Jorge Larrosa

Personal information
- Full name: Jorge Larrosa Bolea
- Date of birth: 16 December 1985 (age 40)
- Place of birth: Huesca, Spain
- Height: 1.81 m (5 ft 11 in)
- Position: Goalkeeper

Youth career
- Peñas Oscenses

Senior career*
- Years: Team / Apps / (Gls)
- 2004–2005: Sariñena
- 2005–2006: Jacetano
- 2006–2012: Huesca / 10 / (0)
- 2012–2013: Barbastro / 14 / (0)
- 2014–2015: Almudévar

= Jorge Larrosa =

Spanish footballer (born 1985)

Jorge Larrosa Bolea (born 16 December 1985) is a Spanish former footballer who played as a goalkeeper.

==Football career==
Born in Huesca, Aragon, Larrosa played the vast majority of his career in lower league football.
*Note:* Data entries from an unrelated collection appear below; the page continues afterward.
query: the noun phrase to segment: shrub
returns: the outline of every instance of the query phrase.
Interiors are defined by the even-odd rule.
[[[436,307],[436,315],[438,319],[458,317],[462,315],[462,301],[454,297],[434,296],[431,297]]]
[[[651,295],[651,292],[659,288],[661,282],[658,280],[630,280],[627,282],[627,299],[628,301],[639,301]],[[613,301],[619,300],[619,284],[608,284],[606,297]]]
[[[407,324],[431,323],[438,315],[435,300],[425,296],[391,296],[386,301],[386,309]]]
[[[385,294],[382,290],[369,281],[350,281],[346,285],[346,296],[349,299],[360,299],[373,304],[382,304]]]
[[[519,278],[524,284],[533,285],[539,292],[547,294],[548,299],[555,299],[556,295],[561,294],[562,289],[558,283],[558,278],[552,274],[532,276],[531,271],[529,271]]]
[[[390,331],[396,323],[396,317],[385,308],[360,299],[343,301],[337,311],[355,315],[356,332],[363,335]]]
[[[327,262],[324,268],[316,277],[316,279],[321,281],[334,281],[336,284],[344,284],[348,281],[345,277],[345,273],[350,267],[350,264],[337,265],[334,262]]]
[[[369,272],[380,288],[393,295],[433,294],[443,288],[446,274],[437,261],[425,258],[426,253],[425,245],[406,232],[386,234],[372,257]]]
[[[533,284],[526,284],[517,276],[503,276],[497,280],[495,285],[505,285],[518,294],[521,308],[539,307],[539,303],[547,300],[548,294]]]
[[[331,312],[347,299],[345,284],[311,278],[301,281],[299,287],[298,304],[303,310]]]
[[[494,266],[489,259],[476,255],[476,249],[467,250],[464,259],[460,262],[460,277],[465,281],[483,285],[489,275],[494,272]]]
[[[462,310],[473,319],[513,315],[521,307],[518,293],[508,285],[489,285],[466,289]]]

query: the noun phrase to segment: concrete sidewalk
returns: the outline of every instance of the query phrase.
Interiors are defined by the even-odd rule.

He spent six seasons under contract to local club SD Huesca and, on 31 October 2009, he appeared in his first and only match in Segunda División: after Miguel was sent off in the 23rd minute of the away fixture against Córdoba CF, he replaced field player Lluís Sastre and conceded twice in a 1–2 loss.

In 2012, Larrosa signed with neighbouring UD Barbastro in Tercera División.